Spite Marriage (1929)
Spite Marriage (1929)
It was interesting, too, to view the theatrical sequence in Spite Marriage in light of what Kramer said about the US romanticising the South in popular culture after its defeat in the Civil War. Like all good scholars, I was raised on 1066 and All That and I recognise the Wrong But Romantic/Right But Repulsive dichotomy when I see it.
Skinner's Dress Suit (1925)
Skinner’s Dress Suit (1925)
Anyway I have missed out two films. The afternoon closed with Skinner’s Dress Suit (1925), starring Reginald Denny, who has mostly passed me by, Laura La Plante (#queen) and wow, Hedda Hopper herself. This was an amiable comedy about a Pooterish clerk living in the suburbs. His wife is convinced he is due a raise and assumes he has been granted one even though the truth is sadly very different. Soon, they both start spending, and living, beyond their means. Cue lots of ritzy hi-jinks with a clutch of creditors in tow. It all whips along, and resolves itself nicely, but Denny is a little bland, and La Plante has far too little to do. That said, the extended dance sequences are a hoot – ever thought you’d see La Hopper tackle the “Savannah Shuffle”? It’s something, all right.
Her Night of Romance (1924)
Her Night of Romance (1924)
My absolute highlight of the day came at the very beginning, though. My first screening, and the first screening of the festival, in fact, was Her Night of Romance (1924). This spicy-sweet rom-com starred Constance “Dutch” Talmadge and Ronald Colman as two gorgeous young things who fall in love (and quite clearly lust) at first sight. However (you guessed it) all manner of hurdles come between them and wedded bliss. The screening was introduced by comedian Lucy Porter, who filled us in on all things Talmadge and prepared us for just how dreamy Colman would be in the film, and Kevin Brownlow who had lots of interesting things to say about director Sidney Franklin, whom, of course, he interviewed at length in the 1960s.
In his intro, Brownlow quoted Jeanne Basinger as saying that the film “cried out for Lubitsch”. Well, apparently Franklin was a great admirer of EL, and this film is written by his screenwriter Hans Kraly too. This led me to expect Lubitsch-lite, but actually , this was as near to full-fat Lubitsch as you can get. The sexualised use of objects (shoes, a vase) in the comedy, the pungent whiff of carnality in every gag, the tangible attraction between Talmadge and Colmna, the gleefully escalating chaos and the chorus of meddlesome but sweet-hearted villagers … this was as close as you can get to Lubitsch without being Billy Wilder I reckon.
Her Night of Romance (1924)
Her Night of Romance (1924)
It was an absolute joy from start to finish, with sparkling accompaniment from John Sweeney. We need more people to see Constance Talmadge, she really was a remarkable talent with a brilliantly mobile, expressive face,, so it would be great to see more of her films on disc soon please. Kevin Brownlow said he hoped to get a sharper copy of this title made, to do better justice to the luscious photography by Victor Milner and Rany Binger, so watch out for this. And Lucy Porter was not wrong about Ronald Colman. Divinely handsome, and devilishly funny – the perfect movie star.
I had a great day, but if you’re heading to Slapstick over the weekend, there is plenty more to look forward to, so make sure you enjoy yourselves. I’ll see you there next year!

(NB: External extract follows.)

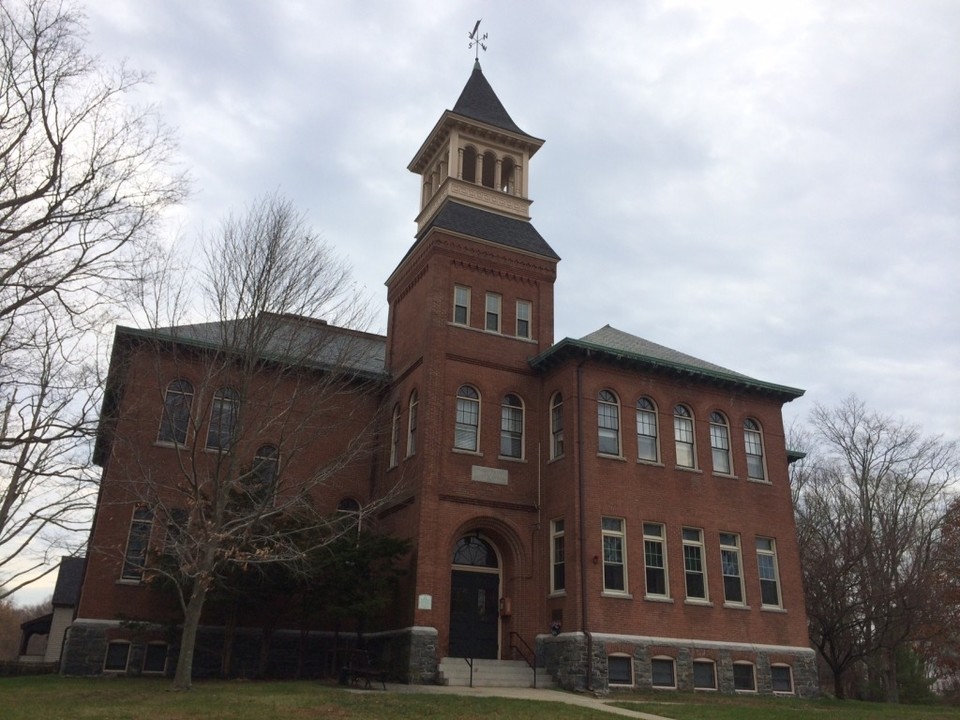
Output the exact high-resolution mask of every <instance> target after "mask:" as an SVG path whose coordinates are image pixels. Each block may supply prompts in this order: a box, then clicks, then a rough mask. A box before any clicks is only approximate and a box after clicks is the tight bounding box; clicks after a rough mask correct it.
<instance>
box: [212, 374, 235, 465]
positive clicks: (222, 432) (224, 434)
mask: <svg viewBox="0 0 960 720" xmlns="http://www.w3.org/2000/svg"><path fill="white" fill-rule="evenodd" d="M239 404H240V398H239V396H238V395H237V391H236V390H233V389H231V388H220V389H219V390H217V392H216V394H215V395H214V396H213V404H212V405H211V406H210V427H209V429H208V430H207V449H208V450H220V451H221V452H222V451H226V450H229V449H230V445H231V443H232V442H233V440H234V433H235V432H236V428H237V410H238V407H239Z"/></svg>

2 thoughts on “Buster, Denny and Dutch: all in a day at the Slapstick Festival”

  1. Recently acquired HER NIGHT OF ROMANCE and feel inspired to watch it now!

    There’s a matching character arc in THE GENERAL. At the film’s start, Buster is a timid wooer, uncertain how to proceed with Marion Mack/Annabelle Lee. The picture he gives her, mainly showing his train, suggests cluelessness.

    Thrown into the adventure with her, he’s driven crazy by her domesticity, but she’s knocked off her pedestal and what’s left instead of worship is appreciation of her earnest devotion. By the time she’s fixing his uniform, they’re a team.

    Richard Lester calls the character “almost aggressively stupid,” and there’s something in that, and the gender roles are terribly traditional, but it’s certainly following an effective throughline.

    1. Fairly confident you will love HNOR. And yes, J and A really are a well-matched couple – Not sure the engine matures in the same way, but eh?